Riyadh airport new
Saudi Arabia has several ongoing developments that tick 'mega' on the project scale. This has meant businesses are going through some of the fastest expansion in activity in recent times - and they are also hiring big. Image Credit: Supplied

Dubai: Saudi businesses – those in the non-oil sector – are hiring at the fastest pace seen since January of 2018, helped by continued expansion on orders received. Stockpiling by these companies are also slowing down as purchase costs rose, according to the latest PMI data for December from Riyad Bank.

But it is the hiring spree that has got the markets talking, helped, no doubt, by the still upbeat oil price range and the global demand for it. This has rubbed off strongly on workforce expansion in the Saudi non-oil sector. This could be sustained into this year, with the Saudi economy forecast to grow at 4 per cent plus. 

"Job creation in the non-oil sector has never been this strong in almost five years,” said Naif Al Ghaith, Chief Economist at Riyad Bank. “This is attributed to the ongoing reforms that support the private sector under the Saudi Vision 2030.

"We see operating conditions remaining favourable in December, characterized by rapid growth in the non-oil activities and a robust labour market by the end of 2022, with both jobs and wages having far more momentum than previously thought.”

Adding more staff had an immediate impact, with companies able to cut their work backlog for a seventh month running.

Whats the December PMI?

Saudi Arabia’s PMI score closed the year at 56.9, well above the 50.0 median. But it was still a drop on the 58.5 recorded in November. Apart from the operating environment, businesses were mixing their thoughts of the future with ample caution.

The optimism stemmed from still strengthening demand and forecasts of increased investment linked to the Vision 2030 initiative. But the degree of optimism weakened to a seven-month low and remained much softer than the long-run trend.

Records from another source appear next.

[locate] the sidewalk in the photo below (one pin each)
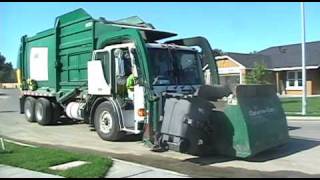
(120, 169)
(124, 169)
(14, 172)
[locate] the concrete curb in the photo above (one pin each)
(303, 118)
(126, 169)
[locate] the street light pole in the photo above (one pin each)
(304, 94)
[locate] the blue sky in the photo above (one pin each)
(232, 27)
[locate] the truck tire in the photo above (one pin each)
(106, 122)
(29, 106)
(43, 111)
(56, 109)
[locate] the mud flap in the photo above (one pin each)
(255, 124)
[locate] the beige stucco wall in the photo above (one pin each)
(8, 85)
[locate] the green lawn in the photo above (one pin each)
(40, 159)
(292, 106)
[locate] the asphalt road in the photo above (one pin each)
(299, 158)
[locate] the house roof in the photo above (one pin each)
(290, 55)
(285, 56)
(249, 60)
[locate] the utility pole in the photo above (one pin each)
(304, 93)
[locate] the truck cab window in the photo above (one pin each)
(104, 58)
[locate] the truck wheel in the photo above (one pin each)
(43, 111)
(29, 104)
(106, 122)
(56, 109)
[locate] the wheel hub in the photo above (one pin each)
(105, 122)
(39, 112)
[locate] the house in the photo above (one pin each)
(284, 63)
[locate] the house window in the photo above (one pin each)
(294, 80)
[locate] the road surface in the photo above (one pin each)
(299, 158)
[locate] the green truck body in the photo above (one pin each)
(55, 67)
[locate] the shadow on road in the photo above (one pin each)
(63, 121)
(295, 145)
(9, 111)
(290, 128)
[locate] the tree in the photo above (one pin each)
(258, 75)
(7, 73)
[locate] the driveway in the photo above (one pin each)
(299, 158)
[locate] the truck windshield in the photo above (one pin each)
(174, 67)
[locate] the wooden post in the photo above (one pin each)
(278, 82)
(2, 144)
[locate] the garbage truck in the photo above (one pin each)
(123, 77)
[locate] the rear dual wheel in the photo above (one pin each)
(41, 110)
(107, 123)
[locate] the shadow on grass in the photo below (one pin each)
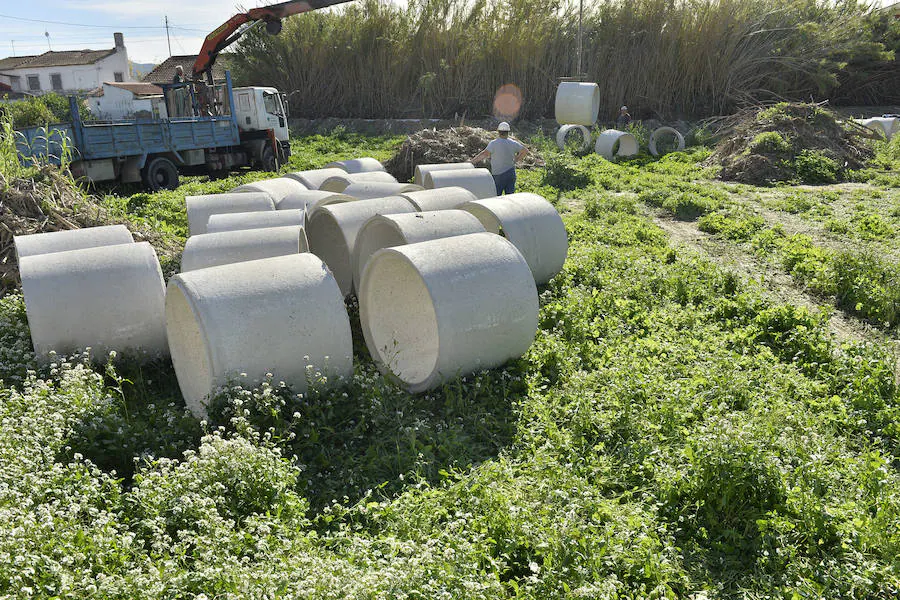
(142, 415)
(366, 434)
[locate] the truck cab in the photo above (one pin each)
(261, 109)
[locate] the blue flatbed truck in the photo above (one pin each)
(241, 127)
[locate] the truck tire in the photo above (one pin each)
(268, 160)
(160, 174)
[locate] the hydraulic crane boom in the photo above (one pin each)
(232, 29)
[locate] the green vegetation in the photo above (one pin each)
(671, 433)
(377, 59)
(40, 110)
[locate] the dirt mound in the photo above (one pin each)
(50, 201)
(788, 142)
(435, 146)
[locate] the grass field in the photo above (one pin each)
(710, 410)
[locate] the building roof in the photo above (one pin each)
(137, 88)
(55, 59)
(165, 71)
(66, 58)
(13, 61)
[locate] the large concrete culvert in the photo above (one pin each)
(278, 187)
(227, 247)
(577, 103)
(106, 298)
(478, 181)
(255, 220)
(440, 198)
(532, 224)
(199, 208)
(333, 232)
(389, 230)
(436, 310)
(422, 170)
(240, 322)
(72, 239)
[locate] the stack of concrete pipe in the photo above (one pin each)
(92, 288)
(439, 295)
(886, 126)
(478, 181)
(277, 188)
(577, 108)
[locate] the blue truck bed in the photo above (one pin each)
(127, 138)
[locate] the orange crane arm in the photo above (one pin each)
(229, 31)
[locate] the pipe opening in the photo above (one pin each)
(327, 241)
(378, 234)
(189, 348)
(400, 323)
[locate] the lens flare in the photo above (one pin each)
(507, 102)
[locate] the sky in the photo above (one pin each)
(78, 24)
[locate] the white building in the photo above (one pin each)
(66, 71)
(115, 101)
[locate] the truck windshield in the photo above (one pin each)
(271, 103)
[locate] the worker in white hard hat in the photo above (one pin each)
(504, 152)
(624, 118)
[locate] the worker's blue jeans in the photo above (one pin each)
(506, 182)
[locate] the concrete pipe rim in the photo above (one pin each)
(378, 228)
(195, 389)
(425, 362)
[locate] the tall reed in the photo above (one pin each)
(448, 57)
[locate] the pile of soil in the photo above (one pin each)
(750, 152)
(435, 146)
(50, 201)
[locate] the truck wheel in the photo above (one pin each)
(268, 160)
(160, 174)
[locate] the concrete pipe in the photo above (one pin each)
(577, 103)
(106, 298)
(367, 190)
(532, 225)
(440, 309)
(199, 208)
(387, 231)
(311, 200)
(357, 165)
(278, 188)
(333, 232)
(421, 170)
(73, 239)
(339, 183)
(564, 131)
(281, 315)
(613, 142)
(478, 181)
(679, 139)
(214, 249)
(440, 199)
(314, 178)
(255, 220)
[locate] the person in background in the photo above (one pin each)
(624, 119)
(504, 152)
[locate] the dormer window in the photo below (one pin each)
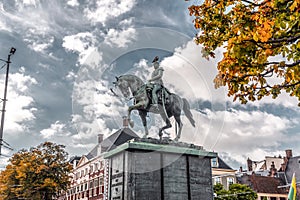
(214, 162)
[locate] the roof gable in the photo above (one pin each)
(117, 138)
(82, 161)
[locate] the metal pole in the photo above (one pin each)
(12, 51)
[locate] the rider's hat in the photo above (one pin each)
(156, 58)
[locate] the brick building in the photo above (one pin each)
(90, 172)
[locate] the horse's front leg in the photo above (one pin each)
(130, 109)
(168, 124)
(143, 115)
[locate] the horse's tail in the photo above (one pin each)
(187, 111)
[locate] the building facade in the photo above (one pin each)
(89, 178)
(222, 173)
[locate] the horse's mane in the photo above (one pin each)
(132, 77)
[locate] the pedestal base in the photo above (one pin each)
(140, 170)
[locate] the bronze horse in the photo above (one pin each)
(170, 103)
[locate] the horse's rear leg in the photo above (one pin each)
(178, 120)
(168, 125)
(131, 123)
(143, 116)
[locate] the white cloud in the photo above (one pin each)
(240, 134)
(83, 43)
(73, 3)
(55, 130)
(19, 107)
(104, 10)
(192, 75)
(120, 38)
(79, 42)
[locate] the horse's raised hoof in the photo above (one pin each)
(131, 123)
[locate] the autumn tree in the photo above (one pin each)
(261, 43)
(235, 192)
(40, 173)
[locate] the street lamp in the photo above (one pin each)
(12, 52)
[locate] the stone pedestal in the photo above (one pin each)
(146, 169)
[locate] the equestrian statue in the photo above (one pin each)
(155, 98)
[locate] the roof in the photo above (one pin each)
(263, 184)
(293, 166)
(73, 158)
(119, 137)
(222, 164)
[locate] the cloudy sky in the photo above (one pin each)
(69, 51)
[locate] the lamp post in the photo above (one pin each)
(12, 52)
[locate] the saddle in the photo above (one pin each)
(161, 93)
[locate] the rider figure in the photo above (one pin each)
(156, 80)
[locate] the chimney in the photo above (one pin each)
(283, 167)
(273, 170)
(74, 164)
(100, 138)
(289, 153)
(249, 164)
(125, 122)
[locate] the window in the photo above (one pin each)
(96, 182)
(230, 181)
(217, 180)
(101, 180)
(214, 162)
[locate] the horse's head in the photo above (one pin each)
(123, 86)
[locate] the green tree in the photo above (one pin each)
(235, 192)
(261, 39)
(40, 173)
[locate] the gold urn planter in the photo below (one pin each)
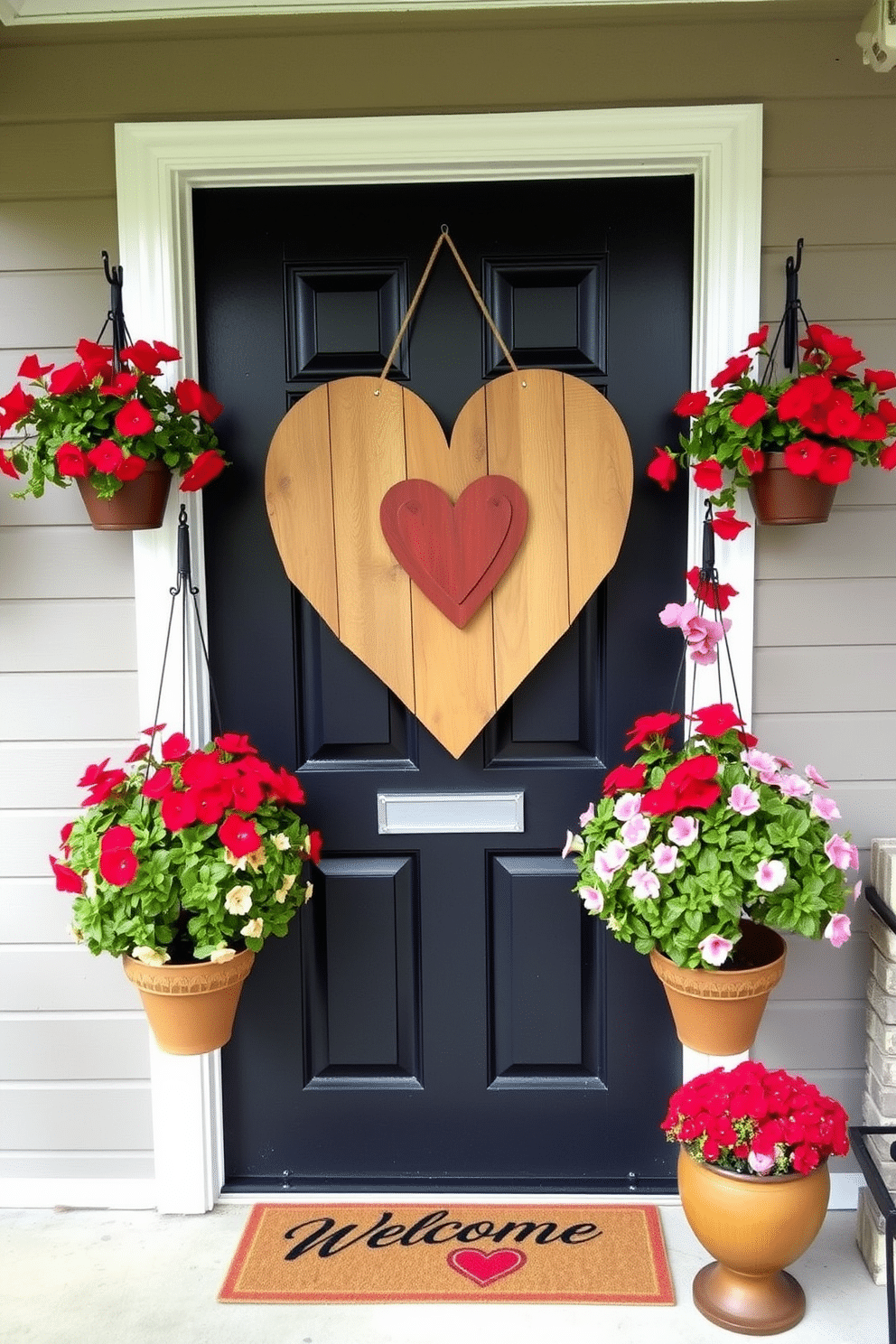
(191, 1008)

Offset steadily increasing interest rates
Saudi businesses have been able to cushion the series of interest rate hikes in 2022 by 'rapid growth which is expected to be near 9% for 2022', according to the Riyad Bank update. This did push price 'even further in the service sector, pointing to an inflationary pressure caused by the demand side, that is shadowing
the input cost'.

But prices should ease soon with the 'anticipated drop in international prices caused by the high interest rate and recovered supply chains'.

New order surge

Businesses were reporting sharp rise in new orders received, with 30 per cent of surveyed firms reporting growth in December from a month ago tally, and helped along the way by orders from overseas too. The service sector was best-placed among the four surveyed for the PMI (Purchasing Managers Index) reading. (The PMI score gives a measure on how businesses are performing based on details such as orders received, their expansion plans, hiring strategies, etc.)

According to Al Ghaith, "December data points to a continuous growth for the fourth quarter with optimism on the upcoming year. This made us comfortability project growth of non-oil GDP to exceed 4 per cent in 2023."